By Patty Cantrell, Regional Food Solutions LLC
Susan Pavlin is in the business of building larger-scale market channels for smaller farms’ products. She directs Atlanta-based startup The Common Market Georgia, which aims to replicate the success that its parent The Common Markethas had in the Mid-Atlantic region. Its operations there are self-sustaining, with more than $11 million worth of local food sold since 2008 to schools, hospitals, and corporate campuses.
How is it going in Atlanta? The metropolitan area mirrors in many ways what is happening, and not happening, in local food markets nationwide.
Immigrant and other beginning farmers are working cooperatively now through Atlanta's Global Growers Network to produce food for wholesale markets. Credit: Jessica McGowan
“We are in that chicken-and-egg place right now,” Pavlin said of The Common Market Georgia’s 2016 beginnings. “Farmers don’t want to commit to more production unless they know they have a secure market. Buyers don’t want to commit to purchasing until they know the supply is out there.”

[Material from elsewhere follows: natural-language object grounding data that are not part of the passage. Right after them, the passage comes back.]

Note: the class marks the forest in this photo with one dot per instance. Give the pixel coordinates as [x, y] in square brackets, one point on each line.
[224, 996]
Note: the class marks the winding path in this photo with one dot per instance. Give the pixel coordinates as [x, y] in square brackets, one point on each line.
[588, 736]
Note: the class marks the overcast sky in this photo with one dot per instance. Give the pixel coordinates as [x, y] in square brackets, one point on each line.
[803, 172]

It’s the perfect place for The Common Market Georgia to be, she said. “We have the agility and the skill set to bring that supply and demand together.”

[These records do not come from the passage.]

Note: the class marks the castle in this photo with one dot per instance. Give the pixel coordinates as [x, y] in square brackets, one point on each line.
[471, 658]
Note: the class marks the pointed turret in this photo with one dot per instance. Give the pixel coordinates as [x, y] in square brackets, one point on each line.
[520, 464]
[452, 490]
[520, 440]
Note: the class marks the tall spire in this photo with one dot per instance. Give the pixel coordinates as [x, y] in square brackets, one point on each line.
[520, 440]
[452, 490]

If successful, The Common Market Georgia’s larger volume sales — projected to reach $1.6 million in 2018 — could help crack another chicken-and-egg situation. That is local food’s promise to help Atlanta build stronger urban and rural places.
This promise is at the root of strong consumer and social investor interest in the emerging local food sector. It’s also at the root of local food’s strategic importance to Atlanta and other metropolitan areas nationwide.